1925 Solar Eclipse by Frederick W. Goetz

Introduction: Light and Shadow

1925 Solar Eclipse by Frederick W. Goetz
From the collections of the Library of Congress.

On August 18, 2017, I stood outside, like millions of other Americans from Oregon to South Carolina, put on glasses made of paper and thin foil, and stared into the sun. For those in the path of totality, the sky went completely and apocalyptically dark. Crickets chirped. Birds fell silent. Planets and constellations usually obscured by the sun’s light appeared near the corona.

I watched the Great American Eclipse from Washington, DC, where the afternoon light turned sickly yellow as the moon chipped away at the sun until it was only a sliver. The DC sky never completely darkened, but as the sun streamed through the leaves like pinholes, the dappled light turned into thousands of bright crescents, dancing across the ground, each one taking on the shape of its source, small light-shadows of the sun.

The crowds gathered on the National Mall were as diverse as America itself. Hundreds of people wore T-shirts promoting science research and education, or emblazoned with the NASA logo, though a few wore ubiquitous red hats. The Smithsonian Air and Space Museum distributed free eclipse glasses, but many local families opted for homemade camera obscuras crafted from cereal boxes and duct tape. Everyone stood squinting at the sun, mouths agape.

In To the Lighthouse, Virginia Woolf describes a dinner party in which the Ramsay’s and their guests are brought closer by the candlelight, separate and secure from the world outside. Mrs. Ramsay’s eyes are drawn to a bowl of fruit on the table, and she imagines it, first, as a trophy brought from Neptune, then, as an enormous landscape where one could wonder over bananas and grapes like they were hills and valleys. Augustus, the old philosopher, is also preoccupied by the centerpiece, looking hungrily at the fruit, then snapping off a bite here, a bloom there. “That was his way of looking,” Woolf writes, “different from hers. But looking together united them.”

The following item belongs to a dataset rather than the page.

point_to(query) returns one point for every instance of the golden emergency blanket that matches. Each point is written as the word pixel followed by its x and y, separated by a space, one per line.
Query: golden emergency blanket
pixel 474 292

Whatever the differences—and they are many—Americans—like seemingly all humans—love mass public spectacles, and the rarity of a total solar eclipse lent itself well to the media hype that launched road trips and surged prices at hotels and campgrounds in some of the most remote parts of the country. There was something magical about looking through a lens and seeing the world in a completely new way, one that is defined entirely by the difference between light and shadow.